4) REFUSAL TO TOLERATE: There are certain actions, and perhaps even certain beliefs, which cannot be tolerated under any circumstance. Blowing up buildings in the name of God, for example. Should we tolerate the BELIEF that one ought to blow up buildings in the name of God? Aljazeera appears to be willing to do this, for it broadcasts Osama Bin Laden’s messages. But it also publishes articles like the one by Mohamed El-Moctar El-Shinqiti I am quoting here. Perhaps Aljazeera has a broader criterion for tolerance than I do.

I think that the debate these topic could be conducted with a lot more clarity and a lot less heat if we kept those distinctions in mind. It is very easy to conflate 1) and 2) when praising a point of view , and even easier to conflate 3) and 4) when criticizing one.

Many liberal thinkers believe that it’s very important right now to find aspects of Islam which are worthy of respect, no matter how difficult a search that might be. This is because we feel that it is a mistake to assert that all of Islam belongs in Category 4)—a mistake motivated by the west’s conditioned reflex to fear an evil empire in the East that will supposedly plunge us into a second darkness. The most effective way of short circuiting that response, and substituting a response based on an informed analysis of the facts, is to find things in Islam that can be respected. The sentences designed to inspire respect for Islam would appear in other contexts to be implying agreement with the principles of Islam. This is particularly embarrassing for Liberals, because Islam has many characteristics that Liberals frequently criticize in western conservatives. But if we keep the distinction between agreement and respect in mind, there is no inconsistency involved here.

Islamaphobia also makes it very easy to blur the line between 3) and 4) above. Because we obviously cannot tolerate people blowing up buildings, it becomes very tempting to assume that anything Moslems do which we find hateful is one more proof that Islam itself cannot be tolerated. Osama Bin Laden blows up buildings and thinks women should wear burqas. We cannot tolerate the blowing up of buildings, therefore we cannot tolerate people who think women should wear burqas. This is fallacious reasoning, so you don’t have to prove that any of the premises are false to reject the conclusion. Unfortunately, some liberals don’t realize this, so they try to argue that maybe there are good reasons for wearing burqas, and end up feeling rather foolish.
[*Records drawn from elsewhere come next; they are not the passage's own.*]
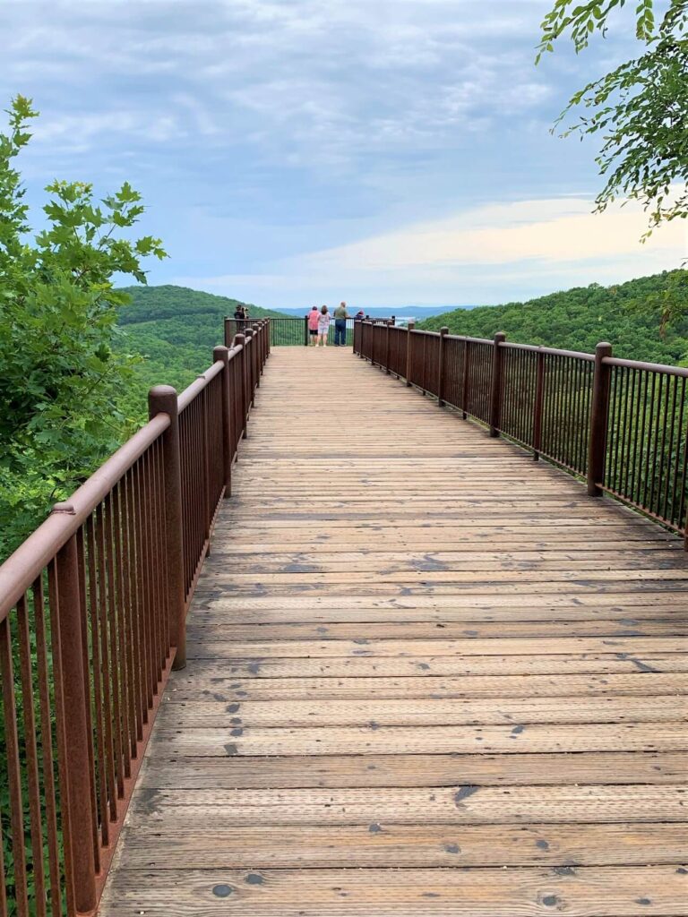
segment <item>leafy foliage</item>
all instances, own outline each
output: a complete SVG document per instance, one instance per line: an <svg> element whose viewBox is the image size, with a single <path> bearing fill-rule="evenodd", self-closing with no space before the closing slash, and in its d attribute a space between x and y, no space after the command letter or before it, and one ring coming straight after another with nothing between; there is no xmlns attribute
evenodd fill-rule
<svg viewBox="0 0 688 917"><path fill-rule="evenodd" d="M624 6L625 0L557 0L542 22L538 60L566 34L576 51L584 50L594 33L606 34L610 13ZM636 6L643 53L576 93L557 122L583 109L564 136L602 136L596 161L606 183L597 210L619 196L640 201L649 212L643 239L661 222L688 215L688 0L670 0L659 19L655 6L639 0Z"/></svg>
<svg viewBox="0 0 688 917"><path fill-rule="evenodd" d="M38 116L17 96L0 134L0 554L8 552L121 442L118 395L135 360L115 348L128 295L113 277L145 282L159 239L123 238L143 204L128 183L98 202L92 185L46 188L46 228L32 233L15 159Z"/></svg>
<svg viewBox="0 0 688 917"><path fill-rule="evenodd" d="M592 352L608 340L629 359L676 364L688 358L688 271L672 271L617 286L593 283L527 303L456 309L418 326L519 344Z"/></svg>

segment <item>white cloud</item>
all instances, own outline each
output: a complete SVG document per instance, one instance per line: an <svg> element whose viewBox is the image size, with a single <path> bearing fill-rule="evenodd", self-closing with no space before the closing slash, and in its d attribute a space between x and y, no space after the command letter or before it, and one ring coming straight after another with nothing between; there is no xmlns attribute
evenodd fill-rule
<svg viewBox="0 0 688 917"><path fill-rule="evenodd" d="M494 204L283 260L264 273L178 282L272 305L335 290L375 304L495 302L618 282L675 268L688 254L684 224L669 224L641 245L640 207L614 205L603 215L592 208L571 196Z"/></svg>

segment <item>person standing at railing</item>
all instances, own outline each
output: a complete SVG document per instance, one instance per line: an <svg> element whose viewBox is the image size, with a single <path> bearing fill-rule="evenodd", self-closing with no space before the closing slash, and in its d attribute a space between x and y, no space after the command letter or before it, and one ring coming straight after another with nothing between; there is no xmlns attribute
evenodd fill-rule
<svg viewBox="0 0 688 917"><path fill-rule="evenodd" d="M339 303L335 309L335 347L346 347L349 317L350 316L347 312L347 304Z"/></svg>
<svg viewBox="0 0 688 917"><path fill-rule="evenodd" d="M317 344L318 347L322 345L323 347L327 346L327 334L329 332L329 323L331 316L327 311L327 306L324 305L320 309L320 315L317 316Z"/></svg>
<svg viewBox="0 0 688 917"><path fill-rule="evenodd" d="M309 347L316 347L317 344L317 325L320 318L320 313L317 311L317 306L314 305L311 311L308 313L308 345Z"/></svg>

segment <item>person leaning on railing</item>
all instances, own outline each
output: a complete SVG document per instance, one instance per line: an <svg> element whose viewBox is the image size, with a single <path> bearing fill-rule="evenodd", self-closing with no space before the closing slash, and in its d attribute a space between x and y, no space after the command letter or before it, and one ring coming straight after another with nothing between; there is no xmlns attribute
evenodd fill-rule
<svg viewBox="0 0 688 917"><path fill-rule="evenodd" d="M339 303L335 309L335 347L346 347L347 343L347 304Z"/></svg>

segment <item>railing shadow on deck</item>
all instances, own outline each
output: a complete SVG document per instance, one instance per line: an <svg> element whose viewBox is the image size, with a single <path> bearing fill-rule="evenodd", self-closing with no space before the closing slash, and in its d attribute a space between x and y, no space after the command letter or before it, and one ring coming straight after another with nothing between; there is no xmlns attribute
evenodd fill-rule
<svg viewBox="0 0 688 917"><path fill-rule="evenodd" d="M0 567L0 917L94 912L270 355L254 323ZM2 745L2 743L0 743Z"/></svg>
<svg viewBox="0 0 688 917"><path fill-rule="evenodd" d="M688 370L357 322L353 350L423 393L683 536Z"/></svg>

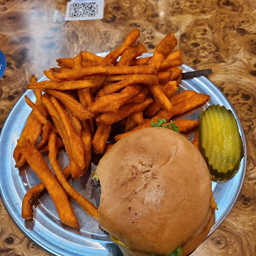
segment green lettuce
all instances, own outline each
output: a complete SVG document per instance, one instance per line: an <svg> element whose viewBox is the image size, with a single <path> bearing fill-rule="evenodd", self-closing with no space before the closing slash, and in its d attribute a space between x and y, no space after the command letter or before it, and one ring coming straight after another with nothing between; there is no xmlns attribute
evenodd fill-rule
<svg viewBox="0 0 256 256"><path fill-rule="evenodd" d="M179 247L176 248L175 250L170 253L168 255L166 256L164 255L157 255L157 254L150 254L150 256L180 256L182 254L181 251L181 246L180 245Z"/></svg>

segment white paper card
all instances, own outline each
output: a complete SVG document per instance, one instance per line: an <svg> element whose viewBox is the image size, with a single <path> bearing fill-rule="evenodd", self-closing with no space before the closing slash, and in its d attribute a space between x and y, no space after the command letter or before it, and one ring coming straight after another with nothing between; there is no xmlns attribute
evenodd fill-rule
<svg viewBox="0 0 256 256"><path fill-rule="evenodd" d="M104 0L71 0L67 4L66 20L87 20L103 18Z"/></svg>

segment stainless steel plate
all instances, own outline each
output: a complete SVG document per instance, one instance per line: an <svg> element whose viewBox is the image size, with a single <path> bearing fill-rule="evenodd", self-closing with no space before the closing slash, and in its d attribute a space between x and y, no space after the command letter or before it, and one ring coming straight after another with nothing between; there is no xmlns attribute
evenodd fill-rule
<svg viewBox="0 0 256 256"><path fill-rule="evenodd" d="M102 57L107 53L99 55ZM144 56L151 56L147 53ZM184 72L194 71L186 65L181 68ZM46 79L44 77L41 80ZM179 118L198 119L198 114L209 105L219 104L230 109L238 124L244 150L237 174L231 180L212 182L212 188L218 210L215 211L215 222L209 236L216 230L224 220L233 207L242 186L246 163L246 148L244 136L237 115L230 103L223 94L209 80L200 77L182 81L180 91L192 90L211 96L209 102L185 113ZM23 233L43 250L58 256L92 256L122 255L116 245L100 229L98 222L88 216L75 203L73 207L80 224L80 230L75 230L61 223L54 206L47 193L43 194L35 202L34 218L32 221L25 221L21 216L21 204L27 191L40 182L35 173L27 164L19 171L15 168L12 157L17 140L26 124L31 109L26 103L24 95L32 100L35 97L32 90L28 90L17 102L6 119L0 136L0 192L6 210L14 222ZM189 135L190 138L194 134ZM47 154L44 156L47 160ZM65 153L60 154L59 160L63 166L68 160ZM96 168L92 164L91 170L78 180L70 180L77 190L85 197L99 206L99 197L95 188L90 185L91 175Z"/></svg>

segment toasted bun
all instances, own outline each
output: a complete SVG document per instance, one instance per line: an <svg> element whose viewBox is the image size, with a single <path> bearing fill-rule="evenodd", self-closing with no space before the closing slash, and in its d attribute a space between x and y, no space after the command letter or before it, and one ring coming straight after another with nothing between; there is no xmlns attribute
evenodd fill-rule
<svg viewBox="0 0 256 256"><path fill-rule="evenodd" d="M166 255L206 218L212 196L199 151L178 133L145 129L123 138L100 161L98 219L134 250Z"/></svg>

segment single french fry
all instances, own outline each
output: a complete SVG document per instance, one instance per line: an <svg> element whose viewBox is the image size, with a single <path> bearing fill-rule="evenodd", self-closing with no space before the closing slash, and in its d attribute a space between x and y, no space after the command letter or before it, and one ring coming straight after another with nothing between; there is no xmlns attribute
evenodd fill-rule
<svg viewBox="0 0 256 256"><path fill-rule="evenodd" d="M144 91L142 90L136 95L131 98L125 102L125 104L139 103L143 102L146 99L146 96Z"/></svg>
<svg viewBox="0 0 256 256"><path fill-rule="evenodd" d="M67 166L62 171L62 173L66 178L70 173L70 166ZM21 207L21 217L26 220L33 218L33 208L31 201L33 201L41 192L45 189L45 186L43 182L38 184L29 189L26 193L22 201Z"/></svg>
<svg viewBox="0 0 256 256"><path fill-rule="evenodd" d="M92 141L93 151L96 154L103 152L109 134L111 131L111 124L105 125L100 124Z"/></svg>
<svg viewBox="0 0 256 256"><path fill-rule="evenodd" d="M73 58L65 58L56 60L59 65L64 65L69 68L73 68L74 59Z"/></svg>
<svg viewBox="0 0 256 256"><path fill-rule="evenodd" d="M141 103L125 104L114 112L105 112L101 114L97 118L97 122L105 125L111 125L128 116L132 113L144 110L152 101L152 99L148 98Z"/></svg>
<svg viewBox="0 0 256 256"><path fill-rule="evenodd" d="M90 88L95 86L95 84L91 80L85 80L77 81L65 81L56 82L52 81L42 81L38 83L29 84L26 89L49 89L51 90L76 90Z"/></svg>
<svg viewBox="0 0 256 256"><path fill-rule="evenodd" d="M67 131L71 148L72 158L80 168L81 172L79 173L76 170L74 172L71 169L71 175L73 177L79 177L84 173L84 169L85 167L82 140L74 129L66 109L61 105L55 97L51 97L50 100L58 112Z"/></svg>
<svg viewBox="0 0 256 256"><path fill-rule="evenodd" d="M148 66L155 66L156 74L160 66L177 44L177 40L172 33L167 35L157 46Z"/></svg>
<svg viewBox="0 0 256 256"><path fill-rule="evenodd" d="M130 117L138 125L142 125L143 123L143 112L142 111L131 114Z"/></svg>
<svg viewBox="0 0 256 256"><path fill-rule="evenodd" d="M199 139L198 139L198 129L196 130L195 132L195 137L192 141L192 143L198 149L199 149Z"/></svg>
<svg viewBox="0 0 256 256"><path fill-rule="evenodd" d="M158 72L157 78L160 83L167 83L170 81L172 73L172 71Z"/></svg>
<svg viewBox="0 0 256 256"><path fill-rule="evenodd" d="M114 63L117 58L121 56L129 47L137 41L140 32L138 29L131 31L127 36L124 42L118 48L111 52L99 64L104 67L108 63Z"/></svg>
<svg viewBox="0 0 256 256"><path fill-rule="evenodd" d="M146 65L148 64L150 60L151 57L145 57L143 58L138 58L137 59L132 60L130 64L131 66L137 66L137 65Z"/></svg>
<svg viewBox="0 0 256 256"><path fill-rule="evenodd" d="M172 71L172 77L170 81L174 80L178 76L180 76L182 73L182 70L179 68L178 67L173 67L168 70L168 71Z"/></svg>
<svg viewBox="0 0 256 256"><path fill-rule="evenodd" d="M83 60L92 63L99 63L104 58L102 57L97 56L95 54L82 51L80 53L83 56Z"/></svg>
<svg viewBox="0 0 256 256"><path fill-rule="evenodd" d="M113 112L138 94L140 89L139 85L133 84L127 86L120 93L104 95L92 104L88 110L92 113Z"/></svg>
<svg viewBox="0 0 256 256"><path fill-rule="evenodd" d="M45 76L48 79L49 79L52 82L55 82L58 83L58 82L59 82L61 81L61 80L56 79L56 78L54 77L53 76L52 76L52 72L51 72L51 71L49 71L49 70L44 70L44 74ZM35 83L35 82L30 82L30 84L33 84L34 83ZM38 90L38 89L36 89L36 90Z"/></svg>
<svg viewBox="0 0 256 256"><path fill-rule="evenodd" d="M155 76L152 75L134 74L120 82L111 84L104 87L99 92L99 95L102 96L106 94L110 94L124 88L126 86L133 84L143 84L146 85L156 84L158 79Z"/></svg>
<svg viewBox="0 0 256 256"><path fill-rule="evenodd" d="M85 171L87 170L90 162L92 153L92 135L88 125L88 120L82 121L82 140L84 151Z"/></svg>
<svg viewBox="0 0 256 256"><path fill-rule="evenodd" d="M83 55L79 55L74 58L73 69L78 69L83 67Z"/></svg>
<svg viewBox="0 0 256 256"><path fill-rule="evenodd" d="M93 204L89 202L70 185L61 172L59 164L56 158L58 154L58 151L56 150L56 135L51 133L49 138L49 159L56 177L68 195L86 212L97 219L98 209Z"/></svg>
<svg viewBox="0 0 256 256"><path fill-rule="evenodd" d="M159 105L166 111L170 111L172 110L172 103L162 91L158 84L151 85L150 90Z"/></svg>
<svg viewBox="0 0 256 256"><path fill-rule="evenodd" d="M138 126L138 124L131 117L128 116L126 119L126 122L125 126L125 132L129 131Z"/></svg>
<svg viewBox="0 0 256 256"><path fill-rule="evenodd" d="M61 222L73 228L79 228L76 217L66 192L40 153L29 139L20 141L19 146L27 162L47 189Z"/></svg>
<svg viewBox="0 0 256 256"><path fill-rule="evenodd" d="M57 98L65 106L68 108L72 114L80 119L84 120L90 118L93 114L86 110L80 103L70 95L60 91L44 90L46 93Z"/></svg>
<svg viewBox="0 0 256 256"><path fill-rule="evenodd" d="M35 75L32 75L30 79L29 79L29 83L37 83L37 79L35 77ZM40 104L42 102L41 101L41 96L42 96L42 93L41 93L41 90L38 89L35 89L34 90L34 92L35 95L35 98L36 98L37 105L38 105Z"/></svg>
<svg viewBox="0 0 256 256"><path fill-rule="evenodd" d="M146 47L141 43L128 48L122 55L117 63L117 67L129 66L131 61L147 52Z"/></svg>
<svg viewBox="0 0 256 256"><path fill-rule="evenodd" d="M167 83L162 90L164 95L169 99L178 90L176 81L170 81Z"/></svg>
<svg viewBox="0 0 256 256"><path fill-rule="evenodd" d="M177 84L177 85L179 84L180 80L181 80L181 78L182 78L182 76L181 75L180 75L178 76L177 76L175 79L174 81L176 81Z"/></svg>
<svg viewBox="0 0 256 256"><path fill-rule="evenodd" d="M181 66L183 62L178 59L174 59L172 61L164 61L159 68L159 71L164 71L173 67Z"/></svg>
<svg viewBox="0 0 256 256"><path fill-rule="evenodd" d="M75 116L72 114L70 110L68 108L67 108L66 109L69 115L70 118L70 121L71 121L71 124L72 124L73 128L75 129L75 130L77 133L77 134L79 136L81 136L82 133L82 124L81 120L76 116Z"/></svg>

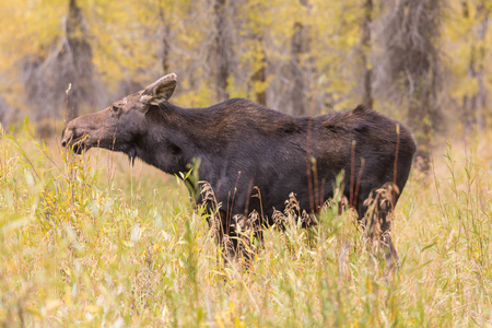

I would suggest arguing that burqas are indeed a counterproductive idea, but that they are still an idea that we can tolerate. This is a very important point to emphasize. When you write a book, you naturally see yourself as sitting together in a room with individuals who all respect the principles of rational discourse. You thus naturally feel there is something wrong with those people who get offended when their traditions are criticized. But it is very natural for a Moslem to assume that when a westerner criticizes a tradition he means “this a custom we cannot tolerate” i.e. we may very well decide to invade your country and stop you from following this custom. If books like Sam Harris’ the End of Faith are taken seriously by enough people, this inference might even be justified. The last thing we need right now is to have rationalists develop their own version of a fundamentalist faith which declares “Unless everybody thinks the same way as my group, the world is doomed.” I think it very likely that the NeoCons who pushed through the invasion of Iraq will start quoting Harris soon, if they haven’t already. Perhaps I haven’t read Harris carefully enough, and he would not approve of his ideas being used that way. But my guess is the NeoCons won’t read him that carefully, either.